Jatinder Lamba
University of Minnesota, USA
Posters-Accepted Abstracts: J Data Mining Genomics Proteomics
Acute myeloid leukemia (AML) is the second most common form of childhood leukemia and has the worst prognosis of all major childhood cancers. Improving the treatment outcome for patients with AML remains a major clinical challenge. The nucleoside analog, cytarabine (ara-C), has been the mainstay of AML chemotherapy for more than 40 years. However, wide inter-patient variation in treatment response, development of resistance, and severe toxicity remain as major hurdles to effective ara-C chemotherapy. Ara-C is a prodrug that requires activation to ara-CTP by multiple phosphorylation steps. Incorporation of ara-CTP in place of dCTP results in chain termination, thereby blocking DNA and RNA synthesis and causing leukemic cell death. Thus, cellular pathways involved in ara-CTP formation and metabolism as well as in ara-CTP mediated cell death are likely to be significant determinants of ara-C treatment response. Inter-patient variation in relevant pharmacokinetic (PK) and pharmacodynamic (PD) genes may impact the clinical response and toxicity among patients receiving ara-C. We have evaluated genes of importance in ara-C chemotherapy and have found that genetic variation in the ara-C pathway genes had similar prognostic relevance as the well-established factors listed above.
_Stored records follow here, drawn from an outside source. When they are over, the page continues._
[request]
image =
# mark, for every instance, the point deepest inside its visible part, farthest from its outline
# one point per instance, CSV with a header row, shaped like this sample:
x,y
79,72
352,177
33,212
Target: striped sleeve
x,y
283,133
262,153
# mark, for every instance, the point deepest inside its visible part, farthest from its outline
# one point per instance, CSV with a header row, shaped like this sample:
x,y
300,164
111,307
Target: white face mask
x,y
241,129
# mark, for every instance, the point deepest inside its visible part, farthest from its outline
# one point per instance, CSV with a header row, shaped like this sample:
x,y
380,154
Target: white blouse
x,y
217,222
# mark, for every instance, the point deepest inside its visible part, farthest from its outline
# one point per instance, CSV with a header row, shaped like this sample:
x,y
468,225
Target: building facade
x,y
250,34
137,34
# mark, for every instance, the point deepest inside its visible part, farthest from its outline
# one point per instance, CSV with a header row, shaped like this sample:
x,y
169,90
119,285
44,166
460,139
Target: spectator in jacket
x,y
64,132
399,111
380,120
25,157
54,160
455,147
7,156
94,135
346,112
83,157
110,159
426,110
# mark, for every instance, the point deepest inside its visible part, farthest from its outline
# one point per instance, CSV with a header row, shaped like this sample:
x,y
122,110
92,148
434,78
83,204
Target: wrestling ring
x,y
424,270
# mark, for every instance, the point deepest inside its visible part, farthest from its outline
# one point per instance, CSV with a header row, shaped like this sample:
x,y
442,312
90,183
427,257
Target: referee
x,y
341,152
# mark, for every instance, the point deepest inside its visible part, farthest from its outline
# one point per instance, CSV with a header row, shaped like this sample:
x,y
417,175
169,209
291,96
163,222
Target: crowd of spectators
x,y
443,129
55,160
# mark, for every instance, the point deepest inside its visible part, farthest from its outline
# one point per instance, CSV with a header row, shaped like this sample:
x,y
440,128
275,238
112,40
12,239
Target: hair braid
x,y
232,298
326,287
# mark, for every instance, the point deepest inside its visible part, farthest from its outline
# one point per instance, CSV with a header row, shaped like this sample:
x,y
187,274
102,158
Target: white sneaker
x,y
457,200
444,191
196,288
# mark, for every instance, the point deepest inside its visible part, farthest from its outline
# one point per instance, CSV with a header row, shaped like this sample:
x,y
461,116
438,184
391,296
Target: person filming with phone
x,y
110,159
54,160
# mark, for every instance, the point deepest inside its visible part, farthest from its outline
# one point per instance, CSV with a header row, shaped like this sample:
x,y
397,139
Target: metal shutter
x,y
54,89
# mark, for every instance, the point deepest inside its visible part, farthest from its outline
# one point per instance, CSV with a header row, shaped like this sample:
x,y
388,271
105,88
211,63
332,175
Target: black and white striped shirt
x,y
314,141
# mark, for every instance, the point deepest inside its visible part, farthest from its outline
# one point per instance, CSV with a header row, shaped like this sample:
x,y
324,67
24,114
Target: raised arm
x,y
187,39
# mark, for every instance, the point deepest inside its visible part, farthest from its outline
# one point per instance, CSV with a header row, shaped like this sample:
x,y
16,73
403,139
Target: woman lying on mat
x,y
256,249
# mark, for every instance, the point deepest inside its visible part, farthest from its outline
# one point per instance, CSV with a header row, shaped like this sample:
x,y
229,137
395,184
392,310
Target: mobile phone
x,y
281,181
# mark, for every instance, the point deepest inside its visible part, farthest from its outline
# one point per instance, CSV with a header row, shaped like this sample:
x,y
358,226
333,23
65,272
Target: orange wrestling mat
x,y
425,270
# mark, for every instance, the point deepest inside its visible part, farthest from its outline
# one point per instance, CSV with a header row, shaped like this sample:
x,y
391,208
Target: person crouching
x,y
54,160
We will share our results on ara-C pharmcogenomics and its impact on clinical outcome in AM. Overall our results indicate that understanding of genetic variation in key ara-C metabolic pathway genes might be clinically relevant by providing additional explanation of the variability in clinical response beyond known prognostic factors and might have the potential of being additional prognostic markers of clinical outcome.
Jatinder Lamba has completed her Ph.D. in 2000 at Post Graduate Institute of Medical Education and Research in India and did postdoctoral training at St.Jude Children’s Research Hospital in the field of Pharmacogenomics. She is currently Associate Professor and Director of PUMA-Institute of Personalized Medicine at University of Minnesota. Her research focuses on Pharmacogenomics of anticancer drugs. She has published more than 60 manuscripts in journals of national/international repute. Her Research is funded through National Institutes of Health, National Cancer Institute and through Minnesota State partnership.